Non dimentichiamoci che, nella prima metà del Novecento, l’Italia, proprio per una serie di condizioni ambientali favorevoli, era il primo produttore mondiale di questa pianta dalle mille proprietà!
Se riuscissimo a evitare la confusione ingenerata da inutili allarmismi, grazie alla diffusione capillare di queste produzioni si potranno presto reperire, a costi accettabili, i co-prodotti del fiore di canapa quali, a titolo di esempio, la biomassa da produzione energetica, il seme alimentare iperproteico con particolari proprietà e poi la fibra bio-plastica, il materiale edile nonché tessuti di alta qualità, tutte orientate alla promozione di un nuovo mercato basato sull’economia circolare.
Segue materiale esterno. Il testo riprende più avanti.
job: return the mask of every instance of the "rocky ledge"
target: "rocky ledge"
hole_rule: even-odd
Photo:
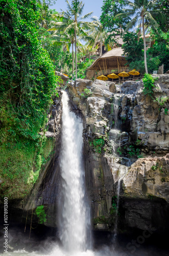
[[[94,228],[113,226],[112,205],[119,178],[124,202],[144,200],[153,204],[155,200],[155,208],[158,198],[168,203],[169,75],[154,76],[158,78],[153,89],[157,100],[143,94],[142,80],[120,85],[82,79],[68,83],[74,108],[83,114],[86,184]],[[163,97],[167,99],[162,104]],[[143,228],[141,224],[136,227]]]

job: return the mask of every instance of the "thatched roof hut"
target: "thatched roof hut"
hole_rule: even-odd
[[[114,48],[99,57],[88,68],[88,70],[95,70],[98,75],[111,73],[127,71],[127,61],[121,47]]]

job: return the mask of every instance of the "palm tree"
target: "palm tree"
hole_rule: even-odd
[[[63,35],[65,34],[71,35],[73,72],[74,71],[74,45],[75,44],[76,77],[77,78],[77,38],[80,37],[81,38],[86,39],[88,37],[86,31],[89,31],[91,29],[92,24],[91,22],[84,22],[83,20],[89,17],[92,12],[81,16],[84,6],[82,1],[73,0],[71,5],[67,0],[66,2],[67,10],[65,12],[62,10],[61,13],[54,15],[55,21],[53,22],[53,26],[49,30],[55,30],[60,33],[62,31]]]
[[[90,35],[90,36],[94,39],[95,44],[100,41],[100,56],[102,55],[102,46],[103,42],[108,38],[108,35],[103,28],[102,24],[99,22],[99,19],[96,16],[93,16],[91,18],[92,20],[93,28],[93,32]]]
[[[132,9],[123,9],[125,13],[117,14],[116,16],[119,15],[134,15],[132,19],[127,25],[124,33],[129,29],[132,28],[134,26],[135,26],[137,23],[140,24],[140,28],[142,24],[144,42],[144,65],[146,73],[148,73],[144,29],[145,24],[148,25],[149,27],[151,27],[158,33],[157,29],[159,25],[155,20],[155,17],[158,15],[161,17],[161,19],[163,19],[164,16],[160,10],[154,9],[158,0],[135,0],[134,3],[132,3],[129,0],[125,0],[124,2],[126,4],[128,3],[128,5]]]

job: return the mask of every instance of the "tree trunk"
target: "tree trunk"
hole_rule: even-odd
[[[101,36],[100,49],[100,56],[102,55],[102,37]]]
[[[77,38],[76,38],[76,30],[75,29],[75,71],[76,71],[76,79],[78,78],[77,75]]]
[[[72,73],[74,74],[74,41],[72,42]]]
[[[147,68],[147,65],[146,45],[146,37],[145,37],[145,32],[144,32],[144,16],[142,17],[142,32],[143,32],[143,41],[144,41],[144,66],[145,66],[146,73],[147,73],[147,74],[148,74],[148,70]]]

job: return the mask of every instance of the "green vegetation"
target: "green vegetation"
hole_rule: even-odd
[[[21,198],[30,193],[53,154],[54,138],[8,142],[0,147],[1,196]]]
[[[110,214],[111,215],[114,215],[117,210],[117,196],[114,196],[112,198],[112,205],[110,209]]]
[[[120,156],[122,155],[122,149],[120,147],[118,147],[117,149],[117,153]]]
[[[158,163],[156,163],[156,164],[155,165],[153,165],[152,167],[152,169],[153,170],[156,170],[158,167]]]
[[[54,140],[44,134],[61,81],[39,40],[36,1],[0,3],[1,194],[21,198],[53,150]]]
[[[111,32],[106,40],[106,42],[109,44],[112,42],[118,46],[115,35],[117,33],[121,33],[122,30],[126,29],[126,25],[130,21],[130,16],[123,17],[116,16],[119,13],[124,13],[123,8],[127,6],[126,2],[123,0],[103,1],[100,20],[103,28],[109,32]]]
[[[129,22],[126,26],[125,32],[129,29],[132,29],[135,26],[137,23],[139,23],[138,36],[140,34],[141,27],[142,26],[142,34],[143,36],[144,45],[144,62],[145,66],[146,73],[148,73],[148,70],[147,63],[147,51],[145,37],[145,27],[151,27],[155,31],[158,32],[158,28],[159,25],[156,20],[156,17],[158,16],[158,19],[162,20],[164,18],[162,12],[160,10],[157,10],[156,4],[158,0],[154,1],[148,0],[135,0],[134,3],[128,0],[130,9],[124,9],[124,13],[117,14],[116,16],[125,17],[127,16],[132,17],[132,19]],[[146,26],[145,23],[146,23]]]
[[[163,104],[168,100],[168,98],[166,96],[163,96],[159,98],[155,98],[153,101],[157,102],[157,104],[161,108]],[[164,110],[165,111],[165,110]],[[166,112],[167,114],[167,112]]]
[[[89,142],[90,146],[92,146],[97,153],[101,154],[102,148],[104,146],[105,141],[103,138],[94,139]]]
[[[123,123],[125,123],[125,121],[126,121],[126,117],[125,117],[125,116],[122,116],[122,117],[120,117],[120,118],[121,118],[121,120],[122,120],[122,121]]]
[[[89,89],[87,89],[87,88],[86,88],[84,90],[84,93],[82,93],[81,97],[86,99],[88,97],[90,97],[91,94],[92,94],[92,92],[91,92],[90,90],[89,90]]]
[[[154,82],[156,79],[153,78],[150,74],[145,74],[144,78],[142,79],[144,84],[143,92],[146,95],[148,95],[152,96],[153,94],[153,89],[155,87]]]
[[[35,210],[35,213],[38,218],[39,224],[43,224],[46,221],[46,215],[45,214],[43,205],[37,206]]]
[[[168,111],[168,109],[166,109],[166,108],[164,109],[164,113],[165,113],[165,115],[167,115],[167,114]]]
[[[128,147],[127,151],[129,157],[137,156],[139,158],[140,157],[140,150],[138,148],[135,148],[132,145]]]
[[[125,155],[130,158],[137,157],[140,158],[142,157],[140,147],[140,143],[138,141],[134,145],[125,146],[124,147],[119,147],[117,149],[117,153],[119,156]]]

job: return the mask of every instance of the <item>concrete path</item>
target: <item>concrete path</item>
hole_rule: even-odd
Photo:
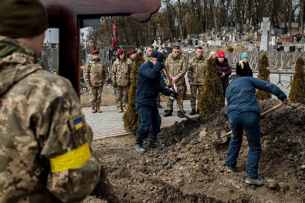
[[[175,102],[174,105],[173,115],[164,117],[164,111],[167,108],[166,104],[165,102],[161,102],[161,104],[162,108],[159,109],[159,111],[162,119],[161,127],[170,126],[176,121],[181,121],[186,119],[184,118],[180,118],[177,116],[177,109]],[[198,116],[198,114],[190,115],[192,109],[189,100],[184,101],[183,106],[186,115],[190,117]],[[101,106],[101,110],[102,113],[92,113],[91,112],[91,107],[82,108],[86,121],[92,128],[94,138],[114,135],[118,136],[126,133],[122,120],[123,114],[118,112],[116,106]]]

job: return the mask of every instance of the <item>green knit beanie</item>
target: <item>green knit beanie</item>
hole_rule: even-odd
[[[48,27],[47,11],[40,0],[0,0],[0,35],[31,37]]]
[[[243,53],[242,54],[242,60],[244,58],[249,58],[249,56],[248,56],[248,54],[247,54],[246,53]]]

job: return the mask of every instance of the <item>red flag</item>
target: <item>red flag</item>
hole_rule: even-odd
[[[114,21],[113,26],[112,27],[112,32],[113,33],[113,36],[112,37],[111,40],[111,48],[113,49],[115,47],[115,42],[117,42],[117,37],[115,37],[115,32],[117,31],[117,20]]]

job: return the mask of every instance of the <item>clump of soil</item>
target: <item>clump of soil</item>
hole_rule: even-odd
[[[262,112],[279,103],[259,101]],[[230,139],[218,144],[219,130],[231,130],[225,108],[211,115],[163,128],[164,149],[141,155],[127,136],[95,141],[102,179],[92,195],[109,202],[302,202],[305,201],[305,106],[290,104],[262,119],[260,177],[264,186],[244,183],[248,148],[243,137],[236,172],[224,163]]]

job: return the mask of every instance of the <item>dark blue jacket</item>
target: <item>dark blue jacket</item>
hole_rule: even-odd
[[[256,88],[270,92],[281,101],[287,97],[279,87],[270,82],[252,77],[236,78],[229,84],[226,92],[228,117],[243,111],[256,111],[260,114],[255,96]]]
[[[148,105],[154,105],[159,92],[169,96],[172,91],[160,87],[160,71],[163,65],[157,62],[156,64],[150,61],[142,64],[138,71],[138,86],[136,102]]]

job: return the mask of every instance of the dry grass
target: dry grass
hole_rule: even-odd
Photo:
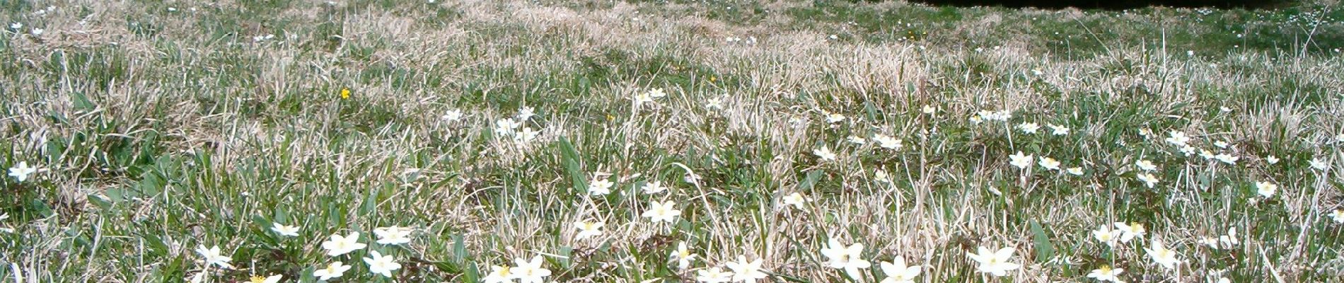
[[[313,282],[333,260],[320,243],[351,231],[396,255],[402,282],[470,282],[534,255],[556,282],[689,282],[739,255],[770,282],[847,280],[818,252],[832,237],[866,244],[872,282],[892,258],[923,264],[917,282],[995,280],[968,259],[976,247],[1016,248],[1011,282],[1090,282],[1099,266],[1128,282],[1337,282],[1344,264],[1344,225],[1328,217],[1344,208],[1340,174],[1308,166],[1341,158],[1331,3],[958,16],[829,1],[0,5],[24,24],[0,46],[0,164],[47,169],[3,182],[15,197],[0,203],[13,229],[0,262],[15,268],[0,274],[26,282],[177,282],[203,271],[199,244],[237,266],[211,282]],[[1281,28],[1306,23],[1293,15],[1327,20]],[[1236,48],[1207,23],[1219,19],[1245,21]],[[1294,35],[1316,46],[1278,40]],[[636,109],[653,89],[668,97]],[[524,106],[535,139],[495,133]],[[981,110],[1013,117],[970,122]],[[1185,157],[1169,130],[1241,160]],[[1015,152],[1086,173],[1024,174]],[[1136,180],[1138,160],[1159,165],[1156,189]],[[613,194],[586,193],[594,176]],[[640,193],[652,180],[669,192]],[[1278,193],[1255,196],[1267,180]],[[792,193],[813,201],[784,204]],[[665,200],[677,221],[641,217]],[[577,239],[585,220],[605,233]],[[1116,221],[1148,235],[1091,237]],[[372,244],[388,225],[414,227],[414,241]],[[1230,228],[1239,245],[1199,244]],[[1185,262],[1156,266],[1150,239]],[[700,255],[691,270],[668,264],[677,241]],[[335,259],[355,266],[341,280],[380,279],[363,255]]]

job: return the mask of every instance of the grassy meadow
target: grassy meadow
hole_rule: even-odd
[[[1344,282],[1335,0],[0,24],[0,282]]]

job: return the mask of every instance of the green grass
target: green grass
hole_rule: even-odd
[[[387,282],[370,251],[396,258],[399,282],[482,282],[532,256],[554,282],[691,282],[738,256],[761,259],[769,282],[879,282],[895,258],[923,267],[915,282],[1093,282],[1101,266],[1128,282],[1344,272],[1344,225],[1328,216],[1344,209],[1344,12],[1327,1],[0,7],[0,166],[44,169],[0,181],[5,280],[317,282],[339,260],[352,270],[333,282]],[[653,89],[667,97],[636,107]],[[496,133],[523,107],[535,139]],[[442,119],[450,110],[464,117]],[[973,122],[982,110],[1012,118]],[[1039,133],[1017,129],[1028,122]],[[1172,130],[1239,160],[1184,156],[1163,141]],[[1021,170],[1017,152],[1083,173]],[[1159,166],[1154,188],[1140,160]],[[598,178],[613,193],[590,194]],[[650,181],[668,192],[642,193]],[[1278,192],[1261,197],[1257,181]],[[812,201],[785,204],[793,193]],[[653,201],[681,213],[652,223]],[[603,233],[575,239],[575,221]],[[1148,235],[1093,239],[1117,221]],[[392,225],[411,227],[411,243],[374,243]],[[1200,244],[1231,228],[1241,244]],[[325,253],[351,232],[368,248]],[[872,267],[827,267],[832,237],[863,243]],[[1153,239],[1185,260],[1179,272],[1144,252]],[[668,256],[680,241],[698,255],[688,270]],[[206,268],[198,245],[234,268]],[[1023,267],[989,278],[966,256],[977,247],[1015,248]]]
Entrando nel merito della questione, riportiamo un estratto dell’articolo pubblicato su “Romatoday.it” nel quale si afferma testualmente:
la legge 242/2016 che regolamenta la vendita di prodotti di canapa light consente la coltivazione della sostanza con scarso principio attivo (Thc fino a 0.6), il commercio (con Thc fino a 0.2), ma vieta anche l’utilizzo “a scopo ricreativo”. Tradotto: le infiorescenze, sulla carta, non si potrebbero fumare. La norma limita l’uso al solo “scopo ornamentale”. Un punto debole evidenziato da chi guarda con sospetto al mercato della droga “legale”, puntando a limitare il più possibile l’espansione…”.
“…E ancora, sul fronte legale, cita il “predominante orientamento giurisprudenziale” che circoscrive la “liceità della cannabis legale alla sola coltivazione…”
In merito a tali affermazioni ci sembra doveroso riportare in risposta le parole dei giudici della suprema corte:
“… L’ordinamento considera le norme incriminatrici come (tassative) eccezioni rispetto alla generale libertà di azione delle persone per cui eventuali ridimensionamenti delle loro portate normative non costituiscono eccezioni (norme eccezionali non estensibili analogicamente per il divieto posto dall’art. 14 preleggi) ma fisiologiche riespansioni (ben estensibili analogicamente) delle libertà individuali…”
In altre parole se la disciplina sugli stupefacenti è esclusa dalle fattispecie regolate dalla L. 242/2016, la quale reca “norme per il sostegno e la promozione della coltivazione e della filiera della canapa”, c’è una fisiologica riespansione della libertà individuale per quanto riguarda l’uso e la libera circolazione di questi prodotti cosiddetti “light” che devono considerarsi beni leciti.
“… Dovranno, pertanto, ordinariamente provarsi le condizioni e i presupposti per la sussistenza del reato, compreso il superamento della soglia drogante e, ovviamente, la consapevolezza del consumatore: un reato ex art. 73 d.P.R. n. 309 del 1990 può configurarsi solo se si dimostra con certezza, che il principio attivo contenuto nella dose destinata allo spaccio, comunque oggetto di cessione, è di entità tale da potere concretamente produrre un effetto drogante…”
Secondo la Cassazione l’uso di cannabis light non costituisce illecito. Al contrario, incalza l’articolo su Romatoday.it:
Tali affermazioni, se riferite alla cannabis light , possono solo ingenerare pericolosi (e inutili) fraintendimenti.
Deve essere ben chiaro che la Cannabis “light” con un contenuto irrisorio dello 0,6% di THC, a differenza delle varietà psicoattive che arrivano anche oltre il 30%, non può essere considerata una droga, tantomeno un farmaco, perché non possiede effetti di tipo “drogante”, né proprietà “farmacologiche”.
Pertanto è necessario non generare equivoci.